Smart toilets may soon test stool for health concerns: study
Smart toilets may soon test stool for health concerns: study | Photo credit: Pixabay & nbsp
Maryland: Research has found that an artificial intelligence tool under development at Duke University can be added to standard toilets to help analyze patient stools and give gastroenterologists the information they need to provide a appropriate treatment. The research has been shortlisted for presentation at Digestive Disease Week (DDW) 2021. New technology could help manage chronic gastrointestinal issues such as inflammatory bowel disease (IBD) and irritable bowel syndrome (SCI).

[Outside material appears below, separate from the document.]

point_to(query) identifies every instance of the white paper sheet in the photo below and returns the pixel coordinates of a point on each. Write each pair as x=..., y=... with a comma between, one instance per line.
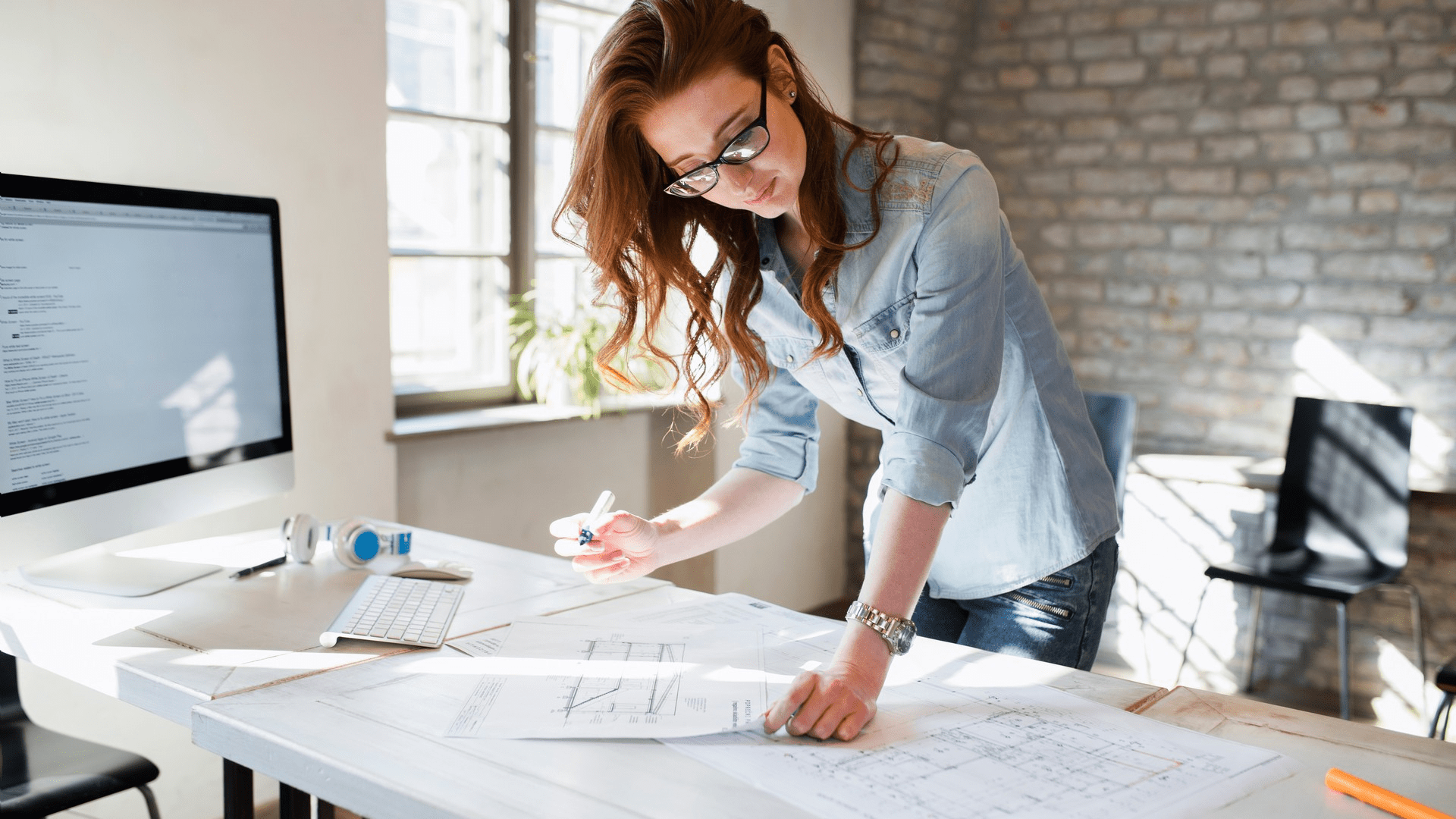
x=479, y=645
x=943, y=751
x=555, y=678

“As a general rule, gastroenterologists should rely on patient self-reported information about their stool to help determine the cause of their gastrointestinal health issues, which can be very unreliable,” said Deborah Fisher, MD. , a lead author of the study and associate professor of medicine at Duke University Durham, North Carolina.
“Patients often don’t remember what their stool looks like or how often they have a bowel movement, which is part of the standard monitoring process. The Smart Toilet technology will allow us to collect the long-term information needed to make a and rapid diagnosis of chronic gastrointestinal problems. “
The technology can be retrofitted into the pipes of an existing toilet. After a person has a bowel movement and flushes the toilet, the toilet takes a picture of the stool in the pipes. The data collected over time will allow the gastroenterologist to better understand a patient’s stool shape (i.e., soft, normal, or constipated) and the presence of blood, allowing them to diagnose the patient. and provide the right treatment for his condition.
To develop the artificial intelligence image analysis tool for the smart toilet, the researchers analyzed 3,328 unique stool images found online or provided by research participants. All images were reviewed and annotated by gastroenterologists using the Bristol Stool Scale, a common clinical tool for classifying stool. Using an efficient computational approach to convolutional neural networks, which is a type of deep learning algorithm capable of analyzing images, the researchers found that the algorithm accurately classified stool 85.1% of the time. ; raw blood detection had an accuracy of 76.3%.
“We are optimistic about patients’ willingness to use this technology, as it is something that can be installed in their toilet pipes and does not require the patient to do anything other than flush the toilet.” said Sonia Grego, PhD, principal investigator of the study and founding director of the Duke Smart Toilet Lab.
“An IBD flare could be diagnosed using the smart toilet, and the patient’s response to treatment could be monitored using the technology. This could be particularly useful for patients who live in long-term care facilities and who may not be able to report their condition. and could help improve the initial diagnosis of acute conditions. “
The prototype has a promising feasibility, but it is not yet available to the public. Researchers are developing additional features of the technology to include sampling of stool samples for analysis of biochemical markers that will provide highly disease-specific data to meet the needs of patients and gastroenterologists.